What do you get when you cross an overeducated population with an absence of high-quality jobs? This is, perhaps, the setup to history’s least funny joke. But the punchline is important, perhaps world-changingly so. We are about to find out what it is.

This year the number of graduate jobs advertised by employers has gone down 33 per cent. AI is to blame, naturally. Robots are doing the grunt work that previously fell to capitalism’s least pitied whipping boys: recent history graduates who dream of accountancy qualifications and an annual holiday in Santorini. As a result we can expect to see a bunch of smart, overeducated youngsters wandering about with nothing to do.

In a way, this is an acceleration of something that was already happening. According to the most recent figures from the Office for National Statistics I can find, in 2017, 31 per cent of graduates were in jobs for which they were overeducated. We will now look back on them as the lucky ones. AI is about to make the problem so much worse.

So back to our non-joke. What do you get when the young population is overeducated and underemployed?
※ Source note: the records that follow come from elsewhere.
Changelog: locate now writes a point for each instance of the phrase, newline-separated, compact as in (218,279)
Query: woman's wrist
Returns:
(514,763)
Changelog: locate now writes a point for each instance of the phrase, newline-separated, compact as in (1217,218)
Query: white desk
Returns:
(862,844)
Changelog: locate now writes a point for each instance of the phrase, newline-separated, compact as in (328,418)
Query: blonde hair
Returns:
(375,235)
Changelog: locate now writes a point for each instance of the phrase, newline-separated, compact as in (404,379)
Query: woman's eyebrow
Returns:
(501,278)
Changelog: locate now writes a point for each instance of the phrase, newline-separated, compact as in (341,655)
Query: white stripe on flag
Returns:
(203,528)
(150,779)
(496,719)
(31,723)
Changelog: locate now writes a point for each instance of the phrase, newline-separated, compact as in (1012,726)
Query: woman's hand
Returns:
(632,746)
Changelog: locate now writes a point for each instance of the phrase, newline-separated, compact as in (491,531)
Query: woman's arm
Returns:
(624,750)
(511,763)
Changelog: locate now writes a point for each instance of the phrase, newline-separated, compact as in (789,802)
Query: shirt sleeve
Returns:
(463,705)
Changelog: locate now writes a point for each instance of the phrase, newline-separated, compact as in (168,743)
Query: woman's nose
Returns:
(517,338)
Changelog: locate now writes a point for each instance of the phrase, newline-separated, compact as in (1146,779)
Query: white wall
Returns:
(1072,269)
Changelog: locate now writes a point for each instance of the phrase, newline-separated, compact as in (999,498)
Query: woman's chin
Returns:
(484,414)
I find Peter Turchin’s theory of elite overproduction persuasive. When a society contains too many people who reasonably expect to become elites, and not enough elite roles for them to fill, he argues, instability follows. The would-be elites become resentful. They agitate for change, and they have the wherewithal to bring it about. His theory has been used to explain (at least partially) uprisings from the French Revolution to the Arab Spring.

The pollster James Kanagasooriam made a similar case in The Times last week. In Britain young white-collar (or would-be white-collar) workers are already saddled with student debt, struggling with high house prices and seeing a decline in the graduate premium, he wrote. “Automation may be the final straw before white-collar Britain goes into full political and economic revolt.”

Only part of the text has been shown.